Julien : Nous faisons une première sélection sur un site de réservations en ligne bien connu, en cochant le critère d'accessibilité. Je recommande d'ailleurs un autre site, hotels.com, qui propose une recherche par critère de handicap plus affinée. Puis nous passons des heures à éplucher les photos. Nous finissons par connaître les hôtels par cœur avant même de nous être déplacés.
H.fr : Mais ça doit vous prendre un temps fou ?
Julien : Ah ça, oui. La recherche d'hébergements, c'est le gros morceau qui, parfois, nous oblige même à renoncer à certaines destinations. Pas le droit à l'imprévu lorsqu'on est handicapé !
H.fr : Ce décorticage en ligne suffit-il à vous apporter toutes les garanties ?
Julien : Oh non ! Si l'on se fie seulement au descriptif et aux photos, on est sûr d'aller droit dans le mur. Il faut donc ensuite se rapprocher de l'hôtel pour confirmer point par point ce qui est annoncé. Nous avons en réserve une lettre type où tous les besoins de Rudy sont mentionnés.
H.fr : Cette liste est-elle vraiment précise ?
Julien : Oui, très détaillée. Nous demandons la largeur des portes, la dimension de l'ascenseur, la présence de marches ou même de ressauts dans l'hôtel et exigeons systématiquement des photos de la salle de bain et des toilettes.
H.fr : Les hôteliers se prêtent-ils facilement à cette démarche ?
Julien : Les hôtels oui mais, avec les particuliers, en chambres d'hôtes ou B&B, c'est déjà plus délicat. Pour être très franc, on voit que ça les ennuie.
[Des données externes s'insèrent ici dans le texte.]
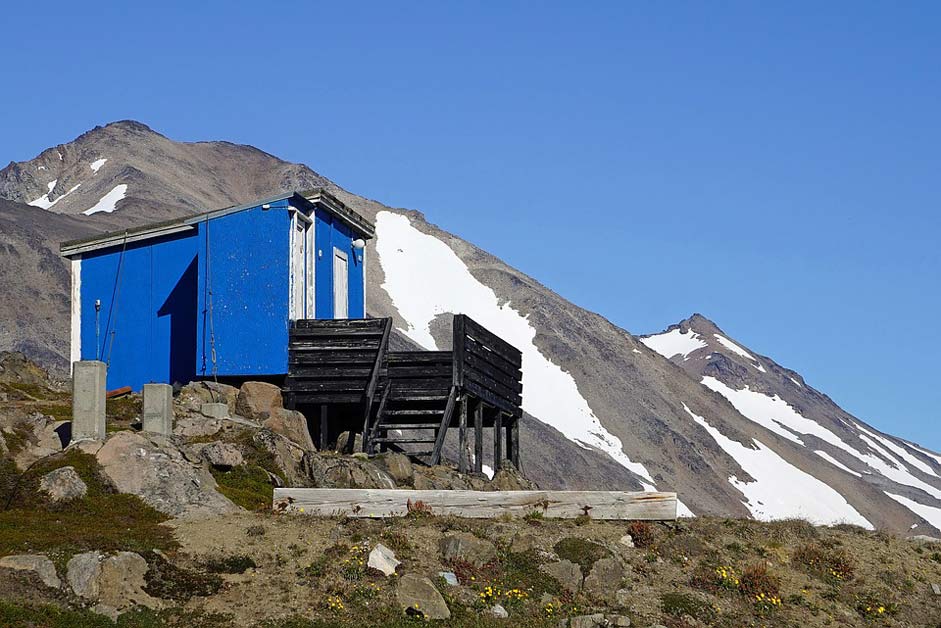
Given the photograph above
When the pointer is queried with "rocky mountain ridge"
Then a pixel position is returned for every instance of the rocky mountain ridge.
(604, 408)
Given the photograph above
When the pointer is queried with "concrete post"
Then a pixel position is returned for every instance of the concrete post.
(88, 400)
(158, 409)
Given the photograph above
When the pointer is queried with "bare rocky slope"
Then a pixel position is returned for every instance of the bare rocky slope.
(604, 410)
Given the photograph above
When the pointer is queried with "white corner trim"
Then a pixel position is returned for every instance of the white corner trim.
(75, 335)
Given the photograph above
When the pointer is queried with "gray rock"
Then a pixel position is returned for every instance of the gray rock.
(498, 611)
(383, 559)
(587, 621)
(63, 484)
(193, 427)
(466, 546)
(604, 579)
(82, 572)
(419, 594)
(35, 563)
(567, 573)
(121, 582)
(450, 578)
(292, 425)
(222, 455)
(154, 469)
(399, 466)
(214, 410)
(258, 400)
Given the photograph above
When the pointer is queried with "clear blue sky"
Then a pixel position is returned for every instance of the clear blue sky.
(774, 166)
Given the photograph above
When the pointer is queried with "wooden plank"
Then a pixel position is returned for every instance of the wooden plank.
(481, 351)
(478, 436)
(497, 441)
(492, 399)
(462, 437)
(513, 443)
(376, 503)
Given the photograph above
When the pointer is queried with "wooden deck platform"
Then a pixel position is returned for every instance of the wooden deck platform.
(342, 373)
(379, 503)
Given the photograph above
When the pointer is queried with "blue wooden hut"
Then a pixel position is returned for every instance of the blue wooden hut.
(215, 294)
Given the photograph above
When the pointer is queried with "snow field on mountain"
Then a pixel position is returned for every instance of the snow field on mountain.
(836, 463)
(425, 278)
(43, 201)
(780, 489)
(776, 415)
(931, 514)
(109, 202)
(675, 342)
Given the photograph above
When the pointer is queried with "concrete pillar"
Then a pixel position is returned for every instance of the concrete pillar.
(158, 409)
(88, 400)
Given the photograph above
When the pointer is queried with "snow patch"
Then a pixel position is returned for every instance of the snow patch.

H.fr : Et, en l'absence de réponse détaillée, vous n'êtes pas à l'abri d'une sévère déconvenue...
Julien : On a en effet un très mauvais souvenir d'Amsterdam. Nous avons logé dans une chambre d'hôtes réputée accessible mais le lavabo barrait l'accès aux toilettes. Impossible de s'en rendre compte sur les photos. Nous en avons été quittes pour écumer les toilettes des musées de la ville. Nous étions furibonds mais, malgré nos réclamations, cette chambre est toujours mentionnée comme accessible sur le site de réservation en ligne.
H.fr : Le mot de la fin du globe-trotteur ?
Julien : C'est fou le nombre de choses mal faites dans les chambres soi-disant adaptées PMR... Sérieusement, ça m'exaspère, il y a de quoi écrire plus qu'un article, carrément un livre ! Et pas seulement pour dénoncer ou critiquer ; pas trop méchant, il pourrait aussi être lu par les professionnels concernés afin de leur proposer des pistes d'amélioration et de compréhension ; ils verraient que nous sommes confrontés à des situations parfois rocambolesques.